Тут вроде и должны были бы материализоваться опасения Шушеля насчёт психиатрической лечебницы. Погода, во всяком случае, выступала именно за это: с утра было пасмурно, а тут в комнате стало светло, и свет этот был очень холодный; поэтому, когда Шушель повернул к окну голову, то увидел много-много белого, и мучительно долго соображал что к чему, пока до него дошло, что это идет снег. Во время учёбы на филфаке Шушель слышал, что дождь или снег в художественных произведениях каким-то странным образом связаны со следующим сразу за ними резким поворотом сюжета, и его всегда занимала мысль: кто из авторов знал о такой закономерности и вставлял осадки сознательно, чтобы развернуть сюжет, а кто из них писал об осадках без оглядки на предварительный план произведения, исключительно по велению сердца.
Шушель иногда воображал, будто бы за ним наблюдает некий невидимый автор, и что жизнь его — набросок к какому-то художественному произведению. Правда, лет с семнадцати — тогда Шушель был втянут в совершенно феерическую историю с романтическим знакомством, расставанием и неожиданным обретением идеала в момент, когда у Шушеля уже была другая, а вся история, в которой принимала участие прорва народу, который ссорился и плёл интриги вокруг Шушеля и его невесты, закончилась, как и полагается в художественном произведении, свадьбой (впрочем, свадьба эта ни к чему хорошему не привела, но сейчас, как вы понимаете, не об этом) — так вот, с тех пор Шушель не давал этому своему автору ни единого динамичного и законченного сюжета; были отдельные, весьма приятные и значимые, как казалось Шушелю, в художественном плане, эпизоды, но в целом жизнь Шушеля не представляла никакой художественной ценности. Нет, конечно, это вполне можно было написать как серию коротких юмористических рассказов, но прожить жизнь героем юморесок юному и романтично настроенному Шушелю не хотелось, а до размеров трагической фигуры его поступки явно не дотягивали. Несмотря на сложные отношения с алкоголем, которые в сочетании с несчастными влюблённостями часто приводили к унынию, Шушелю ни разу даже не приходила в голову мысль о суициде. Чаще всего в моменты, когда автору для точки в крепкой любовной драме от героя требовалось бы самоубийство или хотя бы соответствующий порыв, Шушель малодушно представлял, будто автор его не видит, и, сидя в своей конуре, потихоньку зализывал раны, да ждал завязки нового сюжета.

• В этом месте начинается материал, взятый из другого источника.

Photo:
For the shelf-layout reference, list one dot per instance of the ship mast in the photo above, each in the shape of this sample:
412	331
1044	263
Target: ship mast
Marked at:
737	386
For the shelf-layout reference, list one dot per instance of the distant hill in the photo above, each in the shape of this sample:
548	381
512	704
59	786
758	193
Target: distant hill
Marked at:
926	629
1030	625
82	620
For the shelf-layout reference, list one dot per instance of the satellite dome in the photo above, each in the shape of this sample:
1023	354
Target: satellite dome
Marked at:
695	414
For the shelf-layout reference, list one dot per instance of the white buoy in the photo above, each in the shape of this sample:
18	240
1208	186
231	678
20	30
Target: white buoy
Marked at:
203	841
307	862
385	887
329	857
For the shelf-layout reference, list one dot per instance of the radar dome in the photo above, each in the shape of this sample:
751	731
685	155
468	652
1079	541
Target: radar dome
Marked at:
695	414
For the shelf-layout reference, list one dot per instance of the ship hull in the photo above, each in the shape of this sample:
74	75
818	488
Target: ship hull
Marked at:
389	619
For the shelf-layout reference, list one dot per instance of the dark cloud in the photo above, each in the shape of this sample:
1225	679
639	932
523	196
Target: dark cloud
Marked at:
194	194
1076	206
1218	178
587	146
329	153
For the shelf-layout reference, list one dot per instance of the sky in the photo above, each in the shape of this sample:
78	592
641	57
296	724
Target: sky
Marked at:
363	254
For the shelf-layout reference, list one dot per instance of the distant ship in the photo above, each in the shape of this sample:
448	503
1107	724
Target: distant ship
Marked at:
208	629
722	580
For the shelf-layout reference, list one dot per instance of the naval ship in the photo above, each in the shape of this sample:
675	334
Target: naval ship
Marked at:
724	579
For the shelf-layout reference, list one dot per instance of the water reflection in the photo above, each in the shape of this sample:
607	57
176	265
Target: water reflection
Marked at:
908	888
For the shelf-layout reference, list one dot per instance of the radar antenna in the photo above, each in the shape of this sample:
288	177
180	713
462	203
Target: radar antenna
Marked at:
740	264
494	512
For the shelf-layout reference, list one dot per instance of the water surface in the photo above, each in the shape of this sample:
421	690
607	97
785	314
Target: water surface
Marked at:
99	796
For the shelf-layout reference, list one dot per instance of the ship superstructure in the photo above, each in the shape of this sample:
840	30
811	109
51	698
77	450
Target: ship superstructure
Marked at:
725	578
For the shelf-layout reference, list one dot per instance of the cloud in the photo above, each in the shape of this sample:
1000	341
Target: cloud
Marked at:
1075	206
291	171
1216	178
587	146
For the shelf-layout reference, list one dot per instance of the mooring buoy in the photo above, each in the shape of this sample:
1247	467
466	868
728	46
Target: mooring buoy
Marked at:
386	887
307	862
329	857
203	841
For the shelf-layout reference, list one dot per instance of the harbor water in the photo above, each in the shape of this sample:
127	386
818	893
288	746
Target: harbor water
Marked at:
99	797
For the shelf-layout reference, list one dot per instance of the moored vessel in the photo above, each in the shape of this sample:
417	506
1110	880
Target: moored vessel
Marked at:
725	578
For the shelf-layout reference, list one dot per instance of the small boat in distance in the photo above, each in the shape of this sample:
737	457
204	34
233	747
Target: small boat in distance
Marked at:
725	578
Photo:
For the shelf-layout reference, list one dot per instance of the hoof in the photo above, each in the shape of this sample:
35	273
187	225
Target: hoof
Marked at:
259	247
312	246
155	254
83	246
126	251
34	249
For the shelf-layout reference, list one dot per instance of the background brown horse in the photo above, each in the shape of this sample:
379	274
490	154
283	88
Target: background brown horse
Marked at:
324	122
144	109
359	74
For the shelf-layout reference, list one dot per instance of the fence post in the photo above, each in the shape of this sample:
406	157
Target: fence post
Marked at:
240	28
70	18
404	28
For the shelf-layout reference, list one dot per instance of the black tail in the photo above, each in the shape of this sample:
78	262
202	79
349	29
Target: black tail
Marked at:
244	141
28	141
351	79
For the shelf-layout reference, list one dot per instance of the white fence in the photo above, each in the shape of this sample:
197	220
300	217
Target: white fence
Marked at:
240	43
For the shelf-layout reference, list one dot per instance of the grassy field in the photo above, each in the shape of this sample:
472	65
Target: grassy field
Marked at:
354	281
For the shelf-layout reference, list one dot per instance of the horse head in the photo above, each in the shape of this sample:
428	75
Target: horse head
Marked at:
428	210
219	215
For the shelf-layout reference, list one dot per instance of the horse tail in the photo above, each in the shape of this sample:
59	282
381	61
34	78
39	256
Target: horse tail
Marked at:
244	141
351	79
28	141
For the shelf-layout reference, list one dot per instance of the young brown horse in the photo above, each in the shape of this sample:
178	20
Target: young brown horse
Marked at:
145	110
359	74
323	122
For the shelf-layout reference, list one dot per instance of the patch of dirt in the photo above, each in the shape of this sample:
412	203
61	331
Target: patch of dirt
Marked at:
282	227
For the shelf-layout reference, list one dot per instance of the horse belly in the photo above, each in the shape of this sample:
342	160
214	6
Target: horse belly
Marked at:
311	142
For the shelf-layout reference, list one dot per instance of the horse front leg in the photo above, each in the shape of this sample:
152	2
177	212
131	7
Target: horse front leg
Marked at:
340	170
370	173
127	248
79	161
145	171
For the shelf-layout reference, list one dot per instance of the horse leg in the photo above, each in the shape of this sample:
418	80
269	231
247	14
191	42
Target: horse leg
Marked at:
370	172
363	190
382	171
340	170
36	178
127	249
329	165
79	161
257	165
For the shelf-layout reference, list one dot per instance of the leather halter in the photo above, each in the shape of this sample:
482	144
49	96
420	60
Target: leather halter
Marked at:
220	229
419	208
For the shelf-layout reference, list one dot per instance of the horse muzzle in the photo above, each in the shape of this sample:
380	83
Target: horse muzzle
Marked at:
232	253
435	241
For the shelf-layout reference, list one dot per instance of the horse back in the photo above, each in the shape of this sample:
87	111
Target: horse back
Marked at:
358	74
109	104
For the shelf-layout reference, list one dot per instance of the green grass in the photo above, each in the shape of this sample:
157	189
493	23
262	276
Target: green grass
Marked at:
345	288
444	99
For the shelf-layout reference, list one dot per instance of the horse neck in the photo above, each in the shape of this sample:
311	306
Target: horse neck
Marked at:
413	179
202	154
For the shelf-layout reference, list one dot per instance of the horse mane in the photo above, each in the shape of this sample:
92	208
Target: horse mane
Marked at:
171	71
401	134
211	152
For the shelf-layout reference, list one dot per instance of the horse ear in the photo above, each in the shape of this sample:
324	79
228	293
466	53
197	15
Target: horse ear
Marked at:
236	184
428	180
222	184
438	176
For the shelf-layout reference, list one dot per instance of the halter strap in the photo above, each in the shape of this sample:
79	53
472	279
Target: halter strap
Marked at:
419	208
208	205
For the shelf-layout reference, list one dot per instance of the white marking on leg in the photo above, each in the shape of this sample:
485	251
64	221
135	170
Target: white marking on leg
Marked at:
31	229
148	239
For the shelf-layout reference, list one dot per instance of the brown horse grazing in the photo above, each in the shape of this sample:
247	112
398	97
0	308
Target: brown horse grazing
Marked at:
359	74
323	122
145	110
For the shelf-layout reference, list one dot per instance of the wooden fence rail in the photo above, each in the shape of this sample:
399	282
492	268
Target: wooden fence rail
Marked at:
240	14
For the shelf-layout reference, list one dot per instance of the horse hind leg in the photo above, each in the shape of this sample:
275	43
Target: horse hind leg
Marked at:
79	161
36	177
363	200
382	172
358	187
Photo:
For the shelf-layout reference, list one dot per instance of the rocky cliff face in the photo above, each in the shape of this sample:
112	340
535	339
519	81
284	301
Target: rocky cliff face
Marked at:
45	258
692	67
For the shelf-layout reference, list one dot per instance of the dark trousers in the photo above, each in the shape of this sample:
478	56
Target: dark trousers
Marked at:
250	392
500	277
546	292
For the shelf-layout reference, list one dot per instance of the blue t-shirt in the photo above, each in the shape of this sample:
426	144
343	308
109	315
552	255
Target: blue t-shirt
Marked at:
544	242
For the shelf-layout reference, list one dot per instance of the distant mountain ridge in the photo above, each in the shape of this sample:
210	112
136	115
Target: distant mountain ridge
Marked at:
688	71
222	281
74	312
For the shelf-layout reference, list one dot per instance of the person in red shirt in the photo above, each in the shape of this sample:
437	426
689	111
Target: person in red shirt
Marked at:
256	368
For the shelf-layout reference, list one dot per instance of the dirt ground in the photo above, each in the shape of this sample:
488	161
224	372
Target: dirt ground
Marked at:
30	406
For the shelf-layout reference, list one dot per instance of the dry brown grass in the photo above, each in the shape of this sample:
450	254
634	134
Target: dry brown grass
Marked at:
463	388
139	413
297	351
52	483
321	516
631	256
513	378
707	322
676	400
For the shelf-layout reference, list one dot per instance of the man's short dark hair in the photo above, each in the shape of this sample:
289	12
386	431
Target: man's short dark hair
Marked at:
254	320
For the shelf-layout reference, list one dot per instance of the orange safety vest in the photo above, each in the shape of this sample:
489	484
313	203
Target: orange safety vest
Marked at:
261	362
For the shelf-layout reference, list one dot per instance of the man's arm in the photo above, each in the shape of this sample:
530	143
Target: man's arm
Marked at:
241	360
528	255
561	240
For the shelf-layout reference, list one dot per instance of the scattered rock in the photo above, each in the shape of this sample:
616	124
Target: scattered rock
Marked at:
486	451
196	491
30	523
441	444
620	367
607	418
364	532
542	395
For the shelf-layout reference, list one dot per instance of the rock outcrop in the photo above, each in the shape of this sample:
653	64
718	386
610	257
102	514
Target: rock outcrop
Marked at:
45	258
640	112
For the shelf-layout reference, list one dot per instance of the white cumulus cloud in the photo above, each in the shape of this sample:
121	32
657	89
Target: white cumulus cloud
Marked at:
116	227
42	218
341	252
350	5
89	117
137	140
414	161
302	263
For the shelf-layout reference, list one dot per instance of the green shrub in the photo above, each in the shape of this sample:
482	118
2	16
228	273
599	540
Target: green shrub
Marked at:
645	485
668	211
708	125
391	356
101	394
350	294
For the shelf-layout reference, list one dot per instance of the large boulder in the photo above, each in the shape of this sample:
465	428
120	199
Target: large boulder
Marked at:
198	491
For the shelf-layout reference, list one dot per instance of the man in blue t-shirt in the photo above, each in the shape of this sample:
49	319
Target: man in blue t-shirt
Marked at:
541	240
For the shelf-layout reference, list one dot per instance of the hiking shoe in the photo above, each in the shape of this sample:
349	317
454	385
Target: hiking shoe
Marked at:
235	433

Вот и сейчас Шушель решил притаиться до лучших времен, надеясь, что вся эта неприятная история рассосётся сама собой, и со временем оформится в одну из тех занятных баек, рассказывать которые Шушель был большой мастак. Однако решить оказалось проще, чем исполнить. То, что Шушель жил в не совсем реальном мире, и то, что гораздо важнее для него были иллюзии, вы, наверное, уже поняли. А последняя мечта появилась у него с пробуждением и была как раз о той девушке, которая, как ему сообщили, вышла замуж; причём, сообщили именно в тот момент, когда Шушель почувствовал, что, кажется, он её тоже любит, или, скорее, не то, чтобы любит, а готов выбрать объектом для приложения своего чувства, то есть, говоря проще, хочет полюбить.
Неприятности в реальной жизни и столь скоропостижное разрушение очередной (но всё-таки совсем недавно такой достижимой, доступной, и поэтому разрушенной чрезвычайно глупо, только из-за нерасторопности Шушеля) мечты, привели к какому-то замыканию в его голове. Несколько мгновений он жалел себя за то, что он, самый умный, тонкий, ответственный, добрый, нежный, чуткий живёт среди тупых, жестоких, расчетливых, примитивных существ; и в ту же секунду его начинало рвать на части чувство вины — почему такое никчёмное, но очень вредное для окружающего мира одноклеточное, как он, отравляет жизнь многим прекрасным, правильно живущим, пусть и несколько грубоватым, людям? Шушель начал быстро-быстро мотать головой в разные стороны, пытаясь поймать что-нибудь одно, и завыл.
Вой был прерван двумя гулкими, сливающимися ударами — звонок назывался музыкальным. Шушель встряхнулся, крутанул плечами, бросив их вверх, назад и вниз, зафиксировал голову, задрав подбородок как можно выше, и, пытаясь изобразить пружинистый шаг, пошел открывать. На пороге стоял тот иногородний товарищ Шушеля, которому Шушель писал в первый день этого вязкого и бесконечного, как ночной кошмар, майского праздника. Шушель очень любил своего московского друга, и мог совершенно определенно сказать, за что он любит Баха (так звали прибывшего): Бах был чемпионом мира по жизнелюбию.